Conception - Cover

Conception

by Pan

Copyright© 2011 by Pan

Mind Control Sex Story: A man plants a thought, which blossoms and grows into a woman having sex with her own son.

Caution: This Mind Control Sex Story contains strong sexual content, including Ma/Fa   Consensual   Reluctant   Mind Control   Heterosexual   Mother   Son   .

Prologue

She intrigued me before I even opened her mind—she was at least 40, gorgeous, and dressed to pick up. None of this is uncommon in itself, but (without my influence) it's odd to see women that blatantly dressed, rarer still when they're that age, and unprecedented to see someone that attractive trying so hard.

I sat down beside her. Her hand was on my crotch before I'd even placed a drink order, and her tongue down my ear before it arrived. It wasn't until the cab ride home—her home, at her insistence—that I entered her mind, and was surprised to see the work of a younger, clumsier me.
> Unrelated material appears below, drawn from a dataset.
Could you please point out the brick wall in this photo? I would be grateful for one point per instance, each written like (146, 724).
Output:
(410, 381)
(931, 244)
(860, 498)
Inception is an odd film. Two things about it surprised me—the first was that it was enjoyable throughout, a rare feat in a popcorn flick. The second was it's accuracy. For the first time, I wondered if I wasn't alone, if perhaps Christopher Nolan has discovered my unique ability as well. It would certainly explain how he manages to get funding for a movie that doesn't treat the audience like idiots, and it would definitely explain how he got that cast.

The vast majority of the film is, of course, completely wrong. Layers of dreams, architects, totems, that's all the realm of science fiction. But there was one part, one concept that stood out to me, made me wonder if I wasn't the first.

When you place an idea in someone's mind, on some level, their brain is aware of it. It's not equipped to outright reject a thought, but it can detect that it's out of place, and so it obsesses over it. It tries to approach it from every angle, it tries to justify it, it can't stop niggling away at it. And when a brain is obsessing over an idea, it becomes the first thing that a person thinks about when they wake up, the last thought on their mind when they go to sleep.

It grows to define them. It changes who they are, and bends the course of their life towards the thought, the idea that you've put in their head. It becomes their obsession, their passion. Their life.

It was sixteen years earlier that I had first met Mrs Page. A cursory scan of her brain had given me her name, even then, before I truly started to explore my skills. Sixteen years ago, I was only discovering my power, and was nowhere near finding its limits.

When I first met Mrs Page, it had only been for a few seconds, but that few seconds would go on to define two entire lives. I had been testing out my talent—she was as attractive then as she was now, and had easily caught my attention. I had learned to read surface information, and had quickly ascertained that she was a mother.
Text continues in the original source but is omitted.